Übersetzung:
Kapstadt, Südafrika, 11. Februar 1990
Nelson Mandela wird nach 28 Jahren brutaler Behandlung durch das Apartheidregime aus dem Gefängnis entlassen. Die Bilder seiner Entlassung, die weltweit live gesendet werden, zeigen einen Mann, der wie geblendet ins Licht blinzelt.
Mehr als die Hälfte seiner Haftzeit verbrachte Mandela auf Robben Island, einem Wind gepeitschten Felsen mitten in den tückischen Strömungen des Kaps der Guten Hoffnung. Die nur sieben Meilen von Kapstadt entfernte Insel diente seit 1959 als Hochsicherheitsgefängnis für "nicht weiße" Männer. Unter Mandelas Mitgefangenen waren Walter Sisulu, Ahmed Kathrada und Govan Mbeki, der Vater des heutigen südafrikanischen Präsidenten Thabo Mbeki. Später sagte Mandela, Robben Island "sollte uns zu Krüppeln machen, damit wir nie wieder die Stärke und den Mut aufbrächten, unseren Idealen zu folgen".
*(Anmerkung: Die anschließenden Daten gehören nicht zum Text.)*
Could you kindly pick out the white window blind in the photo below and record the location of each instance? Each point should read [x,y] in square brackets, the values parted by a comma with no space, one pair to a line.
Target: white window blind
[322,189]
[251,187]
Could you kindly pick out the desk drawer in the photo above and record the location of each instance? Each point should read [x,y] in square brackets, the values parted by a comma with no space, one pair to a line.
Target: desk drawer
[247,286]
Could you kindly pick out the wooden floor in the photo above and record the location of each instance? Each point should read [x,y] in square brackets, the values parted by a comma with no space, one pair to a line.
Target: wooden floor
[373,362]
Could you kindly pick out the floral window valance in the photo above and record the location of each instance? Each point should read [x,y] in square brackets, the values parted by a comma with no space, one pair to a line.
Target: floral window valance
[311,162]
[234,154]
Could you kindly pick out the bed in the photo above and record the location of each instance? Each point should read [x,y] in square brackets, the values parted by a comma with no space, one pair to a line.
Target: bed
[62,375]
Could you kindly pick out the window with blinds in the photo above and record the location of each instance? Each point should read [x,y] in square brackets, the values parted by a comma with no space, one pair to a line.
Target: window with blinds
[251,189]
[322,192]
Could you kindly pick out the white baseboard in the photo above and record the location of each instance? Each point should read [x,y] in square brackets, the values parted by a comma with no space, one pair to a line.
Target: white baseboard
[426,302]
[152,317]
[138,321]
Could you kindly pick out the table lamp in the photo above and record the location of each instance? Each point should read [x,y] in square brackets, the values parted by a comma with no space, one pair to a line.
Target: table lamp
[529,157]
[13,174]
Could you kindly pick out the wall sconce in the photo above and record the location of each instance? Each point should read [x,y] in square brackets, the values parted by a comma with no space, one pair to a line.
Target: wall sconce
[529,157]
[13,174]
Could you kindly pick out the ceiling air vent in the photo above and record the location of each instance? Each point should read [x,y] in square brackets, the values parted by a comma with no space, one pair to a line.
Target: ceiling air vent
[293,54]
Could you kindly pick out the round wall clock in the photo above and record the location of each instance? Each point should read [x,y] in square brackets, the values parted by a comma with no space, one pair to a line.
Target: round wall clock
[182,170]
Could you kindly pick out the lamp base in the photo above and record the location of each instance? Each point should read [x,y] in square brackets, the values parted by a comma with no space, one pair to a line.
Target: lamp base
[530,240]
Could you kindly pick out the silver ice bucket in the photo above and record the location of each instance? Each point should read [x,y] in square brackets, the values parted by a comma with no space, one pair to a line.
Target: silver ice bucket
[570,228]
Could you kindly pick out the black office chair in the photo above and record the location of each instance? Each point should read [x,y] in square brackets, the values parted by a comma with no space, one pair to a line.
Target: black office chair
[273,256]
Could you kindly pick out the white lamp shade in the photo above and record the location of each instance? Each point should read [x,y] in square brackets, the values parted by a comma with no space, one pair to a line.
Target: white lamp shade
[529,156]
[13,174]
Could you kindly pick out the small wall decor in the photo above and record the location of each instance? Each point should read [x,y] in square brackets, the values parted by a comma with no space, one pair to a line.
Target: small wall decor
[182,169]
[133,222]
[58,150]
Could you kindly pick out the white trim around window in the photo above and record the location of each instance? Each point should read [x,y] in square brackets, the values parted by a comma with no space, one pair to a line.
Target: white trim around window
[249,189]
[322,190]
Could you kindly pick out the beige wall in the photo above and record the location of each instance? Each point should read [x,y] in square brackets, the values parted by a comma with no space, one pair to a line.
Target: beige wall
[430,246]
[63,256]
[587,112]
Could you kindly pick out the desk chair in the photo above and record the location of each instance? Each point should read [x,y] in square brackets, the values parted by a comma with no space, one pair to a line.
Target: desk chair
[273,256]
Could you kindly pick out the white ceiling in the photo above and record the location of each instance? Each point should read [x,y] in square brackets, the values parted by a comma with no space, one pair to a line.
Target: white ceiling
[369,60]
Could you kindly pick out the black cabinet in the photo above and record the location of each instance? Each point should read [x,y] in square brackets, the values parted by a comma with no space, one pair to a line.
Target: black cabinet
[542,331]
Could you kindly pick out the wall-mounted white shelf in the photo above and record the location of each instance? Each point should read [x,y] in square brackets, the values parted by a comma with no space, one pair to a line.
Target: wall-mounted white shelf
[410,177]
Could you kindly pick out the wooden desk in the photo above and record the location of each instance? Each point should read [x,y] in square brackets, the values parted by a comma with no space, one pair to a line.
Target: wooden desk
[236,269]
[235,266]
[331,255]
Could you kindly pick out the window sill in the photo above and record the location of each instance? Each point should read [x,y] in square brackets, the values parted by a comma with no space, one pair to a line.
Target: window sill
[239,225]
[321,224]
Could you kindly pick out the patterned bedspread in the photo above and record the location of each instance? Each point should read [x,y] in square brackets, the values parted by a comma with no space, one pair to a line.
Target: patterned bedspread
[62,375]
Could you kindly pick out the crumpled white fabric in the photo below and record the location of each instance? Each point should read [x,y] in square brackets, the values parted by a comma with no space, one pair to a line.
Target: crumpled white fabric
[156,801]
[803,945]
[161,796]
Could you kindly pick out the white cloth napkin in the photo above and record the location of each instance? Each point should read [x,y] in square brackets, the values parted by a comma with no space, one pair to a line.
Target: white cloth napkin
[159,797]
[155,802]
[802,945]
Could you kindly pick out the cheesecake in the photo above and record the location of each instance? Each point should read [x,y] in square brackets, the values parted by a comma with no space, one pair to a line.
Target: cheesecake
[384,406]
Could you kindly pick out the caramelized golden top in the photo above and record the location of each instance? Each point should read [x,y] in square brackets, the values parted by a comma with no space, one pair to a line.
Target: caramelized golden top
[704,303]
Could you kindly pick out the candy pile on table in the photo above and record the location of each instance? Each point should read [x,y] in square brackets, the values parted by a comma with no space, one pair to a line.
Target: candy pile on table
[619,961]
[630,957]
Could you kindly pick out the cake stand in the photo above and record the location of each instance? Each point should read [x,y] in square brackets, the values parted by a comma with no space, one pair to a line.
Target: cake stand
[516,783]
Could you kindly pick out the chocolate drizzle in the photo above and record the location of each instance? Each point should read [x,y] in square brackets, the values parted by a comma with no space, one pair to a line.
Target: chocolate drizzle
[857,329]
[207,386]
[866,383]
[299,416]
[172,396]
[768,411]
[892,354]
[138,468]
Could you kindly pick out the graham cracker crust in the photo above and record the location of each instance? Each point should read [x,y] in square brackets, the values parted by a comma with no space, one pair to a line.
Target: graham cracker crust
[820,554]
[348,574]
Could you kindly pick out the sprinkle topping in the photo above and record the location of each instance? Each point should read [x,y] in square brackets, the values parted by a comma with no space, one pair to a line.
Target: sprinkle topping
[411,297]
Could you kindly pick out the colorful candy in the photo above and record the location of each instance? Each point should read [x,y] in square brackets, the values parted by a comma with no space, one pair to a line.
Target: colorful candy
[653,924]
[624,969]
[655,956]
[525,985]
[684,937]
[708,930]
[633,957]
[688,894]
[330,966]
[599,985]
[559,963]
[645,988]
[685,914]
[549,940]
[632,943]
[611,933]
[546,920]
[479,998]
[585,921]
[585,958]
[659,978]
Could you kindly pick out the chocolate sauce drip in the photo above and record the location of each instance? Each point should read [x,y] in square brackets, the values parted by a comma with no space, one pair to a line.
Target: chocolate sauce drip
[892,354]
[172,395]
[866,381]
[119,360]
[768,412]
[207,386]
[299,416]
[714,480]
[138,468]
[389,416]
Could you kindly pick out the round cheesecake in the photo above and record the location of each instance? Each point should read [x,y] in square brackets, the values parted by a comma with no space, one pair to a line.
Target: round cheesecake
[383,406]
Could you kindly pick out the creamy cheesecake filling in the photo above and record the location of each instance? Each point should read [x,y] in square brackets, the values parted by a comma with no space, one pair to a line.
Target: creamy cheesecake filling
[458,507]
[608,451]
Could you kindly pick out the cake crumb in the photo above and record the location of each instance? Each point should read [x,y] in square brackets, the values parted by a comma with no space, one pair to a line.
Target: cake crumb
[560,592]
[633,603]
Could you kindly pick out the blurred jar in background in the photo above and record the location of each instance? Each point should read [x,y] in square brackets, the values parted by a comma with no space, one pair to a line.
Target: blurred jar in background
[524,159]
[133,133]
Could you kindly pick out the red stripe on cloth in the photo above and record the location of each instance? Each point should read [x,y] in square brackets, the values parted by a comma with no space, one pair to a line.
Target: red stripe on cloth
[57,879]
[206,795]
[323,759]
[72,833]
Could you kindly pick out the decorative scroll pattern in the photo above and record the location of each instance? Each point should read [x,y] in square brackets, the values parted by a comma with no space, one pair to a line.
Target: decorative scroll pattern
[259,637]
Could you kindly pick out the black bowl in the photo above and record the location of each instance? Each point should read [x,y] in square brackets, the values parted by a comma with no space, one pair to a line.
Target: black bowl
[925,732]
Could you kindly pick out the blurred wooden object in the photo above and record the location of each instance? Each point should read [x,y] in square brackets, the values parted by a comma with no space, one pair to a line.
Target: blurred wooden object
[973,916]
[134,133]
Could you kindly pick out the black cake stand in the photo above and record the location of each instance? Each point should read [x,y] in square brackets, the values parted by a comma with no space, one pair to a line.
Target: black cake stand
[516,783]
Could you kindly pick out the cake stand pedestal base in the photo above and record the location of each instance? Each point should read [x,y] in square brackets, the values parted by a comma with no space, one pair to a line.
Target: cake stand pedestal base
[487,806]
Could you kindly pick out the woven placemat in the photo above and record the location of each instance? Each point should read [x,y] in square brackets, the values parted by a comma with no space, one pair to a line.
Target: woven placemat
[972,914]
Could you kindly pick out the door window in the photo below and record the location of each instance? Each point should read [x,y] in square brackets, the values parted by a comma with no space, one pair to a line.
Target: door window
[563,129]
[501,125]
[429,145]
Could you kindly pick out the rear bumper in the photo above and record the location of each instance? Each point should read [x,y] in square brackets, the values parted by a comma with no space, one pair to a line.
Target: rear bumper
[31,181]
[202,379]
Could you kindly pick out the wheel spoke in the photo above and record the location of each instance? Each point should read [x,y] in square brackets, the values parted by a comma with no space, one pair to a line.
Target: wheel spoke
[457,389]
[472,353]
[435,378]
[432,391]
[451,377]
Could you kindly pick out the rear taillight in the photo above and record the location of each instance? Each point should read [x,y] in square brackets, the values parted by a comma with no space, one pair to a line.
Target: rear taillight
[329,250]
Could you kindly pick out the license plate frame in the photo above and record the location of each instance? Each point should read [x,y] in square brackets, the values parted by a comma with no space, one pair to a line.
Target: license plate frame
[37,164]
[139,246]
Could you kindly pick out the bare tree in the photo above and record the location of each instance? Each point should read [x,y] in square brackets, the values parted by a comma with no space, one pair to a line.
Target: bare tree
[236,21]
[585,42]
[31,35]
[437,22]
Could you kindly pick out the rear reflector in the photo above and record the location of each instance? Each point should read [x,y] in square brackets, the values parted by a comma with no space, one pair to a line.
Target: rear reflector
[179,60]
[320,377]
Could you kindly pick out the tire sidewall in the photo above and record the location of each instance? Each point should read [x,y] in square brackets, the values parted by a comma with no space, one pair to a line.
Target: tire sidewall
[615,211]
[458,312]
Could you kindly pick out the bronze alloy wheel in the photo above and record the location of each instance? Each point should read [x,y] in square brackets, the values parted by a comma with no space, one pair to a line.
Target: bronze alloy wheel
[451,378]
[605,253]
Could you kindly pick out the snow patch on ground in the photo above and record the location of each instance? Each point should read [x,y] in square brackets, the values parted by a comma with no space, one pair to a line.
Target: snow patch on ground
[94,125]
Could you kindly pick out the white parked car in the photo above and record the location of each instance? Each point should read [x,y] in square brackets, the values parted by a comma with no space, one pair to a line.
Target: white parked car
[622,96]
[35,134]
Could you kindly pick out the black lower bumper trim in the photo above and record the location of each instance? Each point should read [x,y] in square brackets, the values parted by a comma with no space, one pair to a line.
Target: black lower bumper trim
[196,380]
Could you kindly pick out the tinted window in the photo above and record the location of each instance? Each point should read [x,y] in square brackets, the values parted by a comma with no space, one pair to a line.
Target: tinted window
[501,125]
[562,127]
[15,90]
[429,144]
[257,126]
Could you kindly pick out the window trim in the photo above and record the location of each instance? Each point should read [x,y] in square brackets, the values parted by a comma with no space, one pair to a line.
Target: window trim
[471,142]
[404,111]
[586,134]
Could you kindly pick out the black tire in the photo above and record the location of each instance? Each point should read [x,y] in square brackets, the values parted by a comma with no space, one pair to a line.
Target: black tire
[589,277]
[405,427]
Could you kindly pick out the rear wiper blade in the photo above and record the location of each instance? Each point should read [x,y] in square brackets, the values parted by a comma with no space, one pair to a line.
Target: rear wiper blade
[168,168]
Im Sommer 1964 wurden Mandela und seine Mithäftlinge aus dem Isolationsblock aneinander gekettet zu einem Steinbruch in der Mitte der Insel gebracht, wo sie Stein brachen und Kalk abbauten. Mit dem Kalk wurden die Strassen der Insel geweißt. Am Ende des Tages waren auch die schwarzen Männer durch den Kalkstaub weiß geworden. Während der Arbeit reflektierte der Kalkstein das Sonnenlicht und blendete die Gefangenen. Ihre wiederholt vorgebrachten Forderungen nach Sonnenbrillen zum Schutz der Augen wurden abgelehnt.
Es gibt kein Photo, das Mandela am Tag seiner Entlassung aus dem Gefängnis weinend zeigt. Man sagt, das blendende Licht des Kalksteins hätte ihm die Fähigkeit zu weinen genommen.